Море — как моя одноклассница Таня Рубинштейн, самая прекрасная девушка в школе. Когда она приходила ко мне домой без приглашения, я ложился на диван спиной к ней, ожидая, когда же она уйдет?
Но она сама решала — когда и могла просидеть весь вечер, глядя мне в спину.
Когда же морю надоест смотреть на меня?
Паром движется так невозмутимо самонадеянно, что у дочки моей возникают крамольные мысли: а не поразить ли ей своей игрой на фортепьяно всех пассажиров, она забывает, что уже две недели лечит обожженный палец, она торопится, не зная, что наития нет, куража недостаточно, нужно уметь, уметь, а это отвлекает от жизни.
И, несмотря на очевидное, она просит меня проводить ее к фортепьяно в один из салонов корабля, где она договорится с пианистом, чтобы дал ей поиграть немного — вдруг проскочит, вдруг не заметят, что она уже давно не играла. Ей кажется, что обаяние детства способно заменить мастерство.

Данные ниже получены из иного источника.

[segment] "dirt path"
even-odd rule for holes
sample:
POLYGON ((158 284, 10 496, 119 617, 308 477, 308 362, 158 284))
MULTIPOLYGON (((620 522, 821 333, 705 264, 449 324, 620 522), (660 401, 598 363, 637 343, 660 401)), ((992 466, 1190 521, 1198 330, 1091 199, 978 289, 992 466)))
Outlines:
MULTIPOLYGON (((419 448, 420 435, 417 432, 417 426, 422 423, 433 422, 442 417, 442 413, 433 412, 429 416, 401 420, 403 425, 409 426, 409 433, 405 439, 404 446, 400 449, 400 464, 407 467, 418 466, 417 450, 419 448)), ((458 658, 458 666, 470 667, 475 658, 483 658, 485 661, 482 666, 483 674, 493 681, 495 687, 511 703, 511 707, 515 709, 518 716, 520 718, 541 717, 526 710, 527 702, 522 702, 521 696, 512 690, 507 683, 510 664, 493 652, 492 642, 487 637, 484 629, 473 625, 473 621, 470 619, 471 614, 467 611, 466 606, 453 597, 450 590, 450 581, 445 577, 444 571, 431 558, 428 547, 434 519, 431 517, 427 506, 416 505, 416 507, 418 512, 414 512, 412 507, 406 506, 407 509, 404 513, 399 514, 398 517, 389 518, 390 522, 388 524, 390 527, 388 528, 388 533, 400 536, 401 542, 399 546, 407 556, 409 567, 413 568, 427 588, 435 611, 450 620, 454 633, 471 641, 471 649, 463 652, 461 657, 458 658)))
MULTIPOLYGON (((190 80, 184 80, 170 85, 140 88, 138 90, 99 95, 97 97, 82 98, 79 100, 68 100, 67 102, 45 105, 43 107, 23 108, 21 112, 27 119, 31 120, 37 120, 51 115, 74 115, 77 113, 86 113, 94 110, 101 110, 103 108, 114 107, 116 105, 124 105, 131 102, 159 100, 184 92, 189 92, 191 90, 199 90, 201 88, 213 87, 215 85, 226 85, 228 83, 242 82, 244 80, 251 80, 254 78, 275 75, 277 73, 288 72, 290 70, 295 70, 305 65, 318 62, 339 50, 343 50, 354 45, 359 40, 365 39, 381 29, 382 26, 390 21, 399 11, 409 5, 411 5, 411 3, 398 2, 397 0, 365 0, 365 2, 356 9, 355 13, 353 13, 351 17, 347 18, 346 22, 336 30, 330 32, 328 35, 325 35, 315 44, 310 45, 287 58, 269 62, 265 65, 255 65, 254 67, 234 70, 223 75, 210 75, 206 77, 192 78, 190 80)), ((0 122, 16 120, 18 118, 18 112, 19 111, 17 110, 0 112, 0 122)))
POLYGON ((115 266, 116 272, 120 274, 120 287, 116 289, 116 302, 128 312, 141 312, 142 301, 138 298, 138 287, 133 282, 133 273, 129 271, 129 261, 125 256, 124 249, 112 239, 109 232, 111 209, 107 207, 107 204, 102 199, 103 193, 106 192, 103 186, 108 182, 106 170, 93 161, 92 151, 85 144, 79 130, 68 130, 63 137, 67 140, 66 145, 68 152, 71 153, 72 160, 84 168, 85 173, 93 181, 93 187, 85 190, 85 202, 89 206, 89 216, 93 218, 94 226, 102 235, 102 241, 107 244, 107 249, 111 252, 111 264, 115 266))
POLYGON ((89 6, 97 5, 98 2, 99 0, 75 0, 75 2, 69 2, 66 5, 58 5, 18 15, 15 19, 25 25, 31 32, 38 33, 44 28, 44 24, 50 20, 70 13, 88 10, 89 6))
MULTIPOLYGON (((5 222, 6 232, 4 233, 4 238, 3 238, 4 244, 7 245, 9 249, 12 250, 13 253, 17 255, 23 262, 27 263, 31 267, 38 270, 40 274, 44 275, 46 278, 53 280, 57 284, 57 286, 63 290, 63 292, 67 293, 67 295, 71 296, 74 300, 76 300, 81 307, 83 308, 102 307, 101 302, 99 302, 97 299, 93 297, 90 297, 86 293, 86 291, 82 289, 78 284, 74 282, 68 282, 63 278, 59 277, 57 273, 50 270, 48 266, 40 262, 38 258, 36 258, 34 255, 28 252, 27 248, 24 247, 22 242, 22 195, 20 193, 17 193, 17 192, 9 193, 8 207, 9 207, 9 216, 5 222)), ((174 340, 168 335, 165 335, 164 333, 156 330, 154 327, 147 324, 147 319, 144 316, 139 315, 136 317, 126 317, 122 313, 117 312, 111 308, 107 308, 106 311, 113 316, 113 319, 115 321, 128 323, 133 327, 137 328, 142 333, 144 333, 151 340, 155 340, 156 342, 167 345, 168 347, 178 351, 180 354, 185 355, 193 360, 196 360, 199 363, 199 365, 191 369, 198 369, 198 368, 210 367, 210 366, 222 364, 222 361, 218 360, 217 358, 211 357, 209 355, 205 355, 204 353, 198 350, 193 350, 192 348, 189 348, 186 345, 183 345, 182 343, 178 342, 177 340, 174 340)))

Пианисту не хватает ни того, ни другого, он всегда под хмельком, он играет где-то в интервале между одной страной и другой, его игра помогает пищеварению. В паузе он проскальзывает за стойку бармена, где его ждет заветная рюмочка от капитана. Что-то связывает его с барменшей-датчанкой, он смотрит на нее веселым взглядом.
Когда он выходит оттуда, дочка останавливает его и говорит всю неправду, какую только можно сказать о его игре. Он почти верит и терпеливо ждет, что она скажет дальше. И она просит разрешения немного поиграть.
— А ты умеешь? — спрашивает он.
— Да, я учусь в музыкальной школе в Москве, очень хорошей, только я уже давно не играю, боюсь, получится ли у меня?
— Никто не заметит, — лукаво шепчет он, — я тоже играю плохо, но, кроме меня, это никому не важно. Передай папе, что я разрешил тебе поиграть.